Casinos pose a particular set of technical challenges for video security system designers. Achieving a particular ambience is important but so are fairness and security, and that means choosing security equipment which is up to the task. As in any purchasing situation, it helps to know what is available and what to look out for, so you can ask the right questions. In this article Geutebruck provides a checklist of relevant properties and considerations based on its experience in equipping many European casinos.
● A dozen desirable video system features and benefits
If it is to ensure fair play for all its guests, the fulfilment of its legal obligations as well as its continued existence as a business, a casino has to provide security in all areas of its operation. This means providing security behind the scenes as well as front of house: for instance to protect staff who handle large sums in chips or cash, inside and outside business hours, as well as those who deal with guests. So it is no surprise that continuous, seamless video monitoring is an important element in any casino's security concept, and in many countries it is a strictly regulated legal requirement.
Casinos pose a particular set of technical challenges for video security system designers: Their lighting may be more atmospheric than camera-friendly, yet they need sharp, detail-rich pictures so that exact positions as well as colour and numbers of chips and cards can be verified.

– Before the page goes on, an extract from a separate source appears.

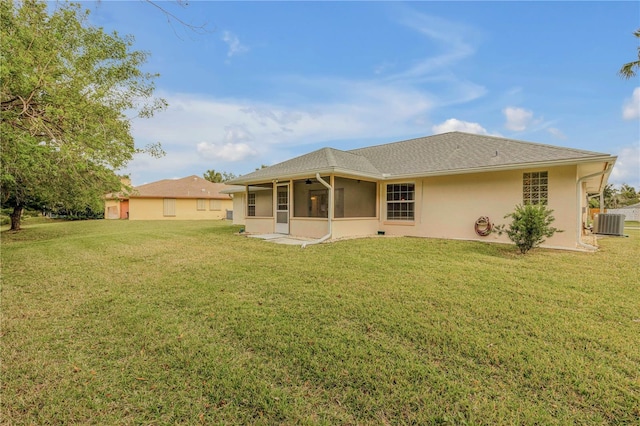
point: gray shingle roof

Fast, efficient display and operating functions are crucial to give supervisors instant access to recorded and live images to enable disputes to be settled immediately and unequivocally so play can continue. And last but not least, casinos need large storage capacities for retaining high quality, high frame rate video for as much as 30 days.

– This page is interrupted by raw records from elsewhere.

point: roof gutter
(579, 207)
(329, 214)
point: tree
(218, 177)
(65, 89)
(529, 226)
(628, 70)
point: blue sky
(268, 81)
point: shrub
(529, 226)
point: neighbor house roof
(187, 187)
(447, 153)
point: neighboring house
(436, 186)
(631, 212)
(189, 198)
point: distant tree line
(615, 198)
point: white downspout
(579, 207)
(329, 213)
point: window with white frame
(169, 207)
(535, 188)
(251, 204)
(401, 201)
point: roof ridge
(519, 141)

Nowadays, video surveillance systems go a long way to providing casinos with the ideal solution. But if you are buying it helps to know what to look for, so you can ask the right questions. This checklist of relevant properties and considerations is based on Geutebruck's experience in equipping many European casinos.
● Management of events or gaming tables is what casinos need, not just the management of individual cameras. Systems with intuitive, site-plan-based control screens now provide the ability to jump backwards in time, produce multicamera footage and send it over the network to a review station – all with a single mouse click.
● Adequate retention time and quality. If you invest heavily in recording and storage it makes no sense to skimp on image quality or retrieval features. You need to see the card or chip in detail, and have fast, easy access to sharp pictures.
● Support for analog, IP and megapixel cameras. Besides analog and network cameras, some hybrid systems also support megapixel network cameras. With 25 fps real-time viewing and recording, high resolution snapshots and digital zooming for close-ups, this can reduce the overall number of cameras needed. Identical system handling and common functionality for network and analog cameras (e.g. multiple viewer, synchronised playback of analog streams and IP images) enables the seamless integration of legacy equipment with easy operation and cost savings. On the other hand legacy analog cameras can also be integrated into IP solutions, using encoders with intelligent video management to provide high functionality and minimize network loading.
● Choosing the optimum compression process. Algorithms such as MPEG2 and MPEG 4/H.264 were developed for multimedia applications, and exhibit some weaknesses in video surveillance systems. For instance, there can be image distortion with high compression and movement; they may discard data which is not visible in real-time, but which could be vital in surveillance frame by frame analysis; recorded footage is easy to manipulate using multimedia special effects editors, even if “protected” with digital watermarking. So it's worth noting that a surveillance-oriented compression process may deliver better overall performance and efficiency. Geutebruck's MPEG4CCTV for instance maintains a fixed image quality whatever the content, varies the data stream with the level of movement, and retains all useful information for frame by frame analysis.
● Dynamic live streaming dynamically adjusts each video stream as it is produced, to suit the image size currently required for display. This minimises loading in networks and on hardware, and reduces the number of display servers required.
● 24/7 recording: To reconstruct disputed situations a recording speed of 25 fps is required during business hours, but a lower frame rate can be used out of hours to minimise storage costs.
● Assurance that the right scenes are recorded. Internal monitoring systems now constantly check camera status, image quality, lighting and position, and automatically trigger an alarm if tampering is detected. This prevents anyone deflecting cameras away from illicit activity.
● Redundancy for high availability. For most casinos not only do video system breakdowns mean lost gaming and lost revenue, but the fact that cash-counting and other security-sensitive operations continue out of hours means that maintenance windows are short. So no surprise that high reliability is high priority. Nowadays this can be delivered by clustered, modular server hardware with multiple
● Lower power consumption. The latest IP solutions offer considerable energy savings over earlier systems. Functions such as virtual devices and dynamic live streaming reduce hardware requirements, which in turn reduce waste heat generation and the consequent air conditioning costs. A casino which recently installed a Geutebruck IP solution reduced the energy consumption of its video surveillance system from 76,000kWh per year to 45,000kWh per year.